IO: We’ve asked for the readiness of the Education Department because in April, when I sat down with the president at the White House, we got an agreement that the president will move forward with student debt cancellation.
That is soon to be announced, hopefully in the first week of August. We just wanted to make sure that the Department of Education is ready to roll out that cancellation when that executive order is signed. This has been an important issue for me and my constituents, and I wanted to make sure that we saw this issue through, because I know that it’s going to make a huge difference in the lives of many people.
MSR: Is there an exact figure that we can expect?
IO: I don’t know what the exact amount will be at this moment. I hope it is significant enough that people are able to feel the relief that it will provide.

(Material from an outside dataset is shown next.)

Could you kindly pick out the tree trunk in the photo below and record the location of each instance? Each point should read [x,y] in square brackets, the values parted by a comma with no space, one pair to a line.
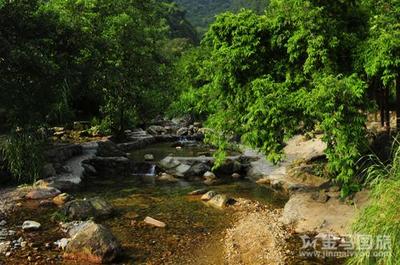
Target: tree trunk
[387,110]
[397,84]
[382,105]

MSR: In a previous MSR article, Don Samuels stated that your views on public safety differed from the views of the majority of voters in the district and that your voting record was out of line with the party. What is your response to how your view on public safety and your voting record is being characterized?
IO: Changes are clearly needed to keep all of our communities safe. All that I think is important to many of our constituents is to be and feel safe.
I think it’s really important to remember I enjoy the support of leadership in the house. We’ve had the First Lady of the United States come into our district to celebrate the work that I’ve been able to do and the resources that I’ve been able to deliver to our state in regards to providing childcare access.
And as someone who gets to enjoy and have sit-down conversations with the president, I wouldn’t categorize my relationship with our party and its leadership and the work that I’ve been able to accomplish as not being in line with the party. I think anybody that is making those assessments is truly out of sync with reality.
MSR: There was a large turnout in the Twin Cities for Somali Week in celebration of Somalia’s Independence. You were well-received at plenty of the events in the community but received boos from the crowd at the Suldaan Seeraar concert at the Target Center while presenting him with an award. What can you say about that moment?
IO: It was a beautiful moment. It was an opportunity to welcome Suldaan and it was a thoughtful gesture from Kahin who designed an award to present to him. I think it ended up being really meaningful to Suldaan to be able to receive an award, and I hope he does get the opportunity to have many more concerts now that he is going to be a resident of the United States.
This interview has been lightly edited for brevity and clarity.